If you didn’t get a copy of the Stinging Fly and want to read more of this material, you can now do so at the Irish Times website, which has published an abridged version of the essay. (I did the abridging myself, but some of the italics got lost in transit.)
Because the new Stinging Fly is a Galway special, the essay looks in particular at the Galway dialect, though this does not differ hugely from Irish English more broadly. The excerpt below elaborates on that point, using geography as an analogy:
Different regions of Ireland have distinctive landscapes, yet it makes sense sometimes to refer to ‘the Irish landscape’: it has unifying traits. Similarly there is merit to the idea of Irish English as a dialect. Any local dialect on the island will have properties that mark it as Irish English, though their frequency and proportion will vary from one place or speaker to the next.

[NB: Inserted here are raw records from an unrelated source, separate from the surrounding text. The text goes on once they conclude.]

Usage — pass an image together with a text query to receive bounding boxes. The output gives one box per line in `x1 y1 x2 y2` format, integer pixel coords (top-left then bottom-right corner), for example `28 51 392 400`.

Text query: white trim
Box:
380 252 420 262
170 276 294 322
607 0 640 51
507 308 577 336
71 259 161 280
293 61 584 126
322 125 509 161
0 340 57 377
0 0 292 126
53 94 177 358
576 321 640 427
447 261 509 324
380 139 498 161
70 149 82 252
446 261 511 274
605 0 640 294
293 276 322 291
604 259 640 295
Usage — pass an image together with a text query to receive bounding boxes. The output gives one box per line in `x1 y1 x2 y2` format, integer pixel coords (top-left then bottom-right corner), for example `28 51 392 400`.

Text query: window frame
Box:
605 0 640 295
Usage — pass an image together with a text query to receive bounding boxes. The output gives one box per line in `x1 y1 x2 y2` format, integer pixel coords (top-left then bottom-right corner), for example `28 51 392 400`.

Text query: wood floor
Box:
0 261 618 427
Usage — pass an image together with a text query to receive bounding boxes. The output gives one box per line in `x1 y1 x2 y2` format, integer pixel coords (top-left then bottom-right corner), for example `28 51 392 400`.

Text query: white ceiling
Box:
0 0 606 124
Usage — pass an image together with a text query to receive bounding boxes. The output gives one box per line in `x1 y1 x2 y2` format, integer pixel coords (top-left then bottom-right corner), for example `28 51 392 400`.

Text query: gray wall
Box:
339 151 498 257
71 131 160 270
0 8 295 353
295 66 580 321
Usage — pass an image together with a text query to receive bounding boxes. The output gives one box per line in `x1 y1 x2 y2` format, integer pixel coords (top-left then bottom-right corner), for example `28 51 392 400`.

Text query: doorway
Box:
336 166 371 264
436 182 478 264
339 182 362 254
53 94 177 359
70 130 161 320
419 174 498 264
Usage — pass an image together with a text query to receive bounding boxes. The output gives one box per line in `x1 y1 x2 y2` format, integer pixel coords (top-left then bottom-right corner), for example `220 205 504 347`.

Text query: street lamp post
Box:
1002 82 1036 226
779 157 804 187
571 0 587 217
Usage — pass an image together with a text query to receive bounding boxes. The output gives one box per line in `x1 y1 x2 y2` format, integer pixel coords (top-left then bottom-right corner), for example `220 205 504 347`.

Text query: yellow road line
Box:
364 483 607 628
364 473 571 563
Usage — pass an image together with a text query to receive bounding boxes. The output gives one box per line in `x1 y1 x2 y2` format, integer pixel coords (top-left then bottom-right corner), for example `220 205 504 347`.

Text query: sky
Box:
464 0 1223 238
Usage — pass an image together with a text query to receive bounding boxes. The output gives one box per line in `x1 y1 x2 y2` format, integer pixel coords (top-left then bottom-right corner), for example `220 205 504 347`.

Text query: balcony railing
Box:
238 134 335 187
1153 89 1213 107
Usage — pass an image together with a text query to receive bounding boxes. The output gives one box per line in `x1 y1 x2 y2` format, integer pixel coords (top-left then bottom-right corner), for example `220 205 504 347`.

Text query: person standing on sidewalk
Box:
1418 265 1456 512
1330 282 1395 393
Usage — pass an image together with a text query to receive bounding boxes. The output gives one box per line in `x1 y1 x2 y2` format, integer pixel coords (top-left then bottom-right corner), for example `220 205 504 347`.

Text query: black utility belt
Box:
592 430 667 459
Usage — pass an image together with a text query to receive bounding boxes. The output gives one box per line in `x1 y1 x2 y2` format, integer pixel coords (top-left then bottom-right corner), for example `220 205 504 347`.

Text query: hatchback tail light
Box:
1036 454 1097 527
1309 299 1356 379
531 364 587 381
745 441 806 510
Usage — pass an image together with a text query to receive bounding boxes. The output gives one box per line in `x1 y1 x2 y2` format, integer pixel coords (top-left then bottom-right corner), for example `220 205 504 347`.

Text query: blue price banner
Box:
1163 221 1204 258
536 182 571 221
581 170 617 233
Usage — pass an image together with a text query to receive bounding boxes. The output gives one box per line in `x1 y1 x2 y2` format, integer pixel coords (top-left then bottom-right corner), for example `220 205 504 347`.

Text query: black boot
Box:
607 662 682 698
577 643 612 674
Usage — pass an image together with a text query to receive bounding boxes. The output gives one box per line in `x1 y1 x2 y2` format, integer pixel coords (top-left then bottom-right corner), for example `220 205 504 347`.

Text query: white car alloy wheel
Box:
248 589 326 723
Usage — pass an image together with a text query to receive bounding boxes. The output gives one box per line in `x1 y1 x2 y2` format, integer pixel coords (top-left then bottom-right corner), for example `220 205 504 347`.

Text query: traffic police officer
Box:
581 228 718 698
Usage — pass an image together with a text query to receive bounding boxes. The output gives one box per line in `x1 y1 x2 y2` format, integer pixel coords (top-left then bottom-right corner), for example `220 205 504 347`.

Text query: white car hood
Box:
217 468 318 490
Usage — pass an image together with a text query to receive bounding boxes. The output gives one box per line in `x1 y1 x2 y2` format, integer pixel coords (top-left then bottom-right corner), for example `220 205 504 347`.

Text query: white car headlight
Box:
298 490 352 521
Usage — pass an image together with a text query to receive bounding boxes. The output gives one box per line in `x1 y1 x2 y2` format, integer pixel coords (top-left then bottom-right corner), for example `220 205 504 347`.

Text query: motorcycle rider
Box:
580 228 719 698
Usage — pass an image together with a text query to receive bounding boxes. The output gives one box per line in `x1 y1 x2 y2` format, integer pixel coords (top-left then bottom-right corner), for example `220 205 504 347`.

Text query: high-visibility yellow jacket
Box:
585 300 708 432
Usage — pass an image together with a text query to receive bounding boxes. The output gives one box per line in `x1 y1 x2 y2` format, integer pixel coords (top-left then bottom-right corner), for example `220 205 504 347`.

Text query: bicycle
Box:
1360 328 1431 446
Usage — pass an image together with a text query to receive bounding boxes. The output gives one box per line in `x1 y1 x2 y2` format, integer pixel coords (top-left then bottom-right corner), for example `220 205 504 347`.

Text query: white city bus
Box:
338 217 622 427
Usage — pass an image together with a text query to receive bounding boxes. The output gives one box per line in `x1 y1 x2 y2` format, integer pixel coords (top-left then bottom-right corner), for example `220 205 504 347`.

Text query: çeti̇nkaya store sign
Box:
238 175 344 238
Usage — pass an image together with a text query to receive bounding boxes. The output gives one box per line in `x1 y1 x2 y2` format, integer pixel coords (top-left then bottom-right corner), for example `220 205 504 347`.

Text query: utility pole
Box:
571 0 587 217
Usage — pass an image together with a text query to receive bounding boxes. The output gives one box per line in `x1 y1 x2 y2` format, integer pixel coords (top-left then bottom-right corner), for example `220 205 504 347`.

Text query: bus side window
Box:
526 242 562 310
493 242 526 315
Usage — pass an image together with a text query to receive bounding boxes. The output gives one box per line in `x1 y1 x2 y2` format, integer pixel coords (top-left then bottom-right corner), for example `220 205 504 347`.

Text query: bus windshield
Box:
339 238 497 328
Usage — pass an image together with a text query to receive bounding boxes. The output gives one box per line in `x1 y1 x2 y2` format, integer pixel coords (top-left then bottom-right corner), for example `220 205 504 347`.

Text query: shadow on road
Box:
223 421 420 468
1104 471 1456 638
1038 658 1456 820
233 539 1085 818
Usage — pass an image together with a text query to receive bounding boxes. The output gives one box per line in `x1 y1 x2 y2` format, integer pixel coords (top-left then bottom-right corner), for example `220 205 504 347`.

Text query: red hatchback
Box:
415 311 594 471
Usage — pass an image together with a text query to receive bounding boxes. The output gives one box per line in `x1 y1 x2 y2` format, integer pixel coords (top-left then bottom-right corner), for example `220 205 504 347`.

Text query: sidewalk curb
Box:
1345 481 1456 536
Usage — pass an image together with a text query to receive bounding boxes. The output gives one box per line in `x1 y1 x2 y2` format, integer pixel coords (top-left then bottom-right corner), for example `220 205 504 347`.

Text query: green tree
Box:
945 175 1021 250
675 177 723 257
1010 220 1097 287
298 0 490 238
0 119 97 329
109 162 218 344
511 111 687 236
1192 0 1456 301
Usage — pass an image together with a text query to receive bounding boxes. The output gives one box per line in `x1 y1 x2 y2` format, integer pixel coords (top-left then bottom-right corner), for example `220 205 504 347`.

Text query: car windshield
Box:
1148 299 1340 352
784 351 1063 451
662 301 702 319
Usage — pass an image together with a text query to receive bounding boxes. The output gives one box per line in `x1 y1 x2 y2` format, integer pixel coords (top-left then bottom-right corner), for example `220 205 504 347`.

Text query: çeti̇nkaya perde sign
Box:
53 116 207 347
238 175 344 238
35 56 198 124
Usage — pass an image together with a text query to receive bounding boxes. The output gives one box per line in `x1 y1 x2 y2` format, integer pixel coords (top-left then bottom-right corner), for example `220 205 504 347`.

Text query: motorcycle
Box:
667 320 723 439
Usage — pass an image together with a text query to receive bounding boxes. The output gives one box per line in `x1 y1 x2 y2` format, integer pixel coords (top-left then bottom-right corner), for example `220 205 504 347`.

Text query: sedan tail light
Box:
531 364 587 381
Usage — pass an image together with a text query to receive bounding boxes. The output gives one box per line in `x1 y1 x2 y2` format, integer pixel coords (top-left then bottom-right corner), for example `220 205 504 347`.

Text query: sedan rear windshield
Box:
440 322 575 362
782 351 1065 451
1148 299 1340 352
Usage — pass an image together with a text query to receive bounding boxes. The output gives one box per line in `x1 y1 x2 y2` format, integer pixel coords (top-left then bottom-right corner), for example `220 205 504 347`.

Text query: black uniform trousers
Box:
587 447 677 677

So it is with Galway. Its dialects are close to those spoken anywhere west of the Shannon, where Irish lingered longer and had more effect on the English that largely, and violently, supplanted it. But the county’s size and topographical range mean there are considerable differences in local speech as we travel from the towns and farmlands of the east – virtually the midlands – through the city and westward to Connemara and the islands, where in many households Irish prevails.
Contact between languages is a driving force in language change. From the early 17th century ‘many Irish speakers began to communicate with English speakers by grafting English words and structures onto the stem of their Celtic language’, Loreto Todd writes in Green English. In this way there emerged ‘a form of English that reflected Irish influence at every linguistic level’ – sound, syntax, rhythm, idiom, vocabulary. Galway’s Gaeltacht and distance from Dublin and Ulster meant that influence was relatively strong here.
Irish is the source, for example, of the after-perfect, which uses after to form the perfect tense, usually in reporting something recent and of high informational value – hence its other name, the hot news perfect. Since Irish lacks a verb for have, a literal translation of the perfect tense (‘I have eaten’) was not possible, so we transposed Irish phrases like tar éıs and ı ndıaıdh to form ‘I’m after eating’.
You can read the rest here. The essay’s title is from a line in The Bitter Glass (1958) by Galway writer Eilís Dillon. 2020 is the centenary of her birth. The year has been a horror show, but it has its good points.